Marlene was able to speak up for me because she was very involved in my life, understood me, and knew the details of my ordeals. Without her, it would have been hard to move from foster homes to group homes, retain my therapist and doctor information, and keep all the new “families” I met in the loop. To keep going through my history and exposing my emotional wounds to temporary people becomes painful. Thankfully, I didn’t have to repeat these hurtful details to more than one CASA because Marlene never left my side.
She also set a shining example of how I could be a good person and a great parent. My list of real life role models was slim at the time, and Marlene expanded my view on how normal happy and healthy families live, grow and thrive.
There are a lot of programs available to support kids in foster care but access and information can be limited. Having a CASA guaranteed that I was connected to the resources available for me. Marlene connected me to donations for my first apartment, funding for my first car, resources for clothes, help signing up for school and looking for grants. Marlene made sure that I received any help that was available for me to succeed and further my goals. Going off on your own at 18 is scary, but without any family, it is frightening. With CASA and Marlene’s help, I was able to pursue my education, work, and be an example to my younger sisters to achieve success, too.
By continuing to fund CASA, we are giving other kids in foster care the hope and support they need to transcend their struggles and live a good life. CASA supports each child it advocates for on the deepest level, in addition to ensuring that children are connected to other state-funded programs they’re eligible for. Continuous funding and support of CASA is not only the right thing to do to support kids emotionally and mentally, it is also the most logical way to distribute access to all state funded resources available to children in the welfare system.

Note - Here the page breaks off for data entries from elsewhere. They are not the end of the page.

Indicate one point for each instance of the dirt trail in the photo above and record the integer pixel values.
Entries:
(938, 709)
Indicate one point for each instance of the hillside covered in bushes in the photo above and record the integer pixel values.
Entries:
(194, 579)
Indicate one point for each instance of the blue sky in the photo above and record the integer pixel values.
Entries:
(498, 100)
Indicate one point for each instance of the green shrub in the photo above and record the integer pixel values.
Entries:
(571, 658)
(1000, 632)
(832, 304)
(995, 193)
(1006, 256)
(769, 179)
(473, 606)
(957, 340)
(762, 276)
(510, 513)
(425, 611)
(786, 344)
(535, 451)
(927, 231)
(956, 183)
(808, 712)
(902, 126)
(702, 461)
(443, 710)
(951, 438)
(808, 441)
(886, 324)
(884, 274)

As a child, Calver spent seven years as a ward of the state, and experienced nearly 20 different placements, beginning in Kent County. Nichole Calver, 30, is today a champion for CASA, speaking publicly at fundraisers and state conferences, and sharing her experiences with elected state leaders and judges. Professionally, she has worked in finance in the auto industry and currently works part time while raising a daughter and staying active in her nieces’ lives.

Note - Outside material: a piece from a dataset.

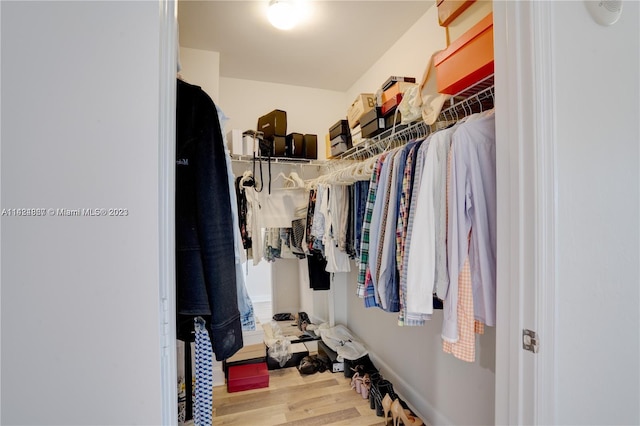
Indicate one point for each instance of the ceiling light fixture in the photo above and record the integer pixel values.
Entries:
(283, 14)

Nichole Calver spent 14 years in Michigan’s child welfare system, and decided to write about her experiences with Michigan’s Court Appointed Special Advocates (CASA) program to address the need to continue expanding CASA services to more children living in state care across Michigan. Legislative efforts to expand CASA services into Wayne, Oakland and Macomb counties in the new 2020 state budget failed in a budget dispute with the Governor’s Office in late 2019.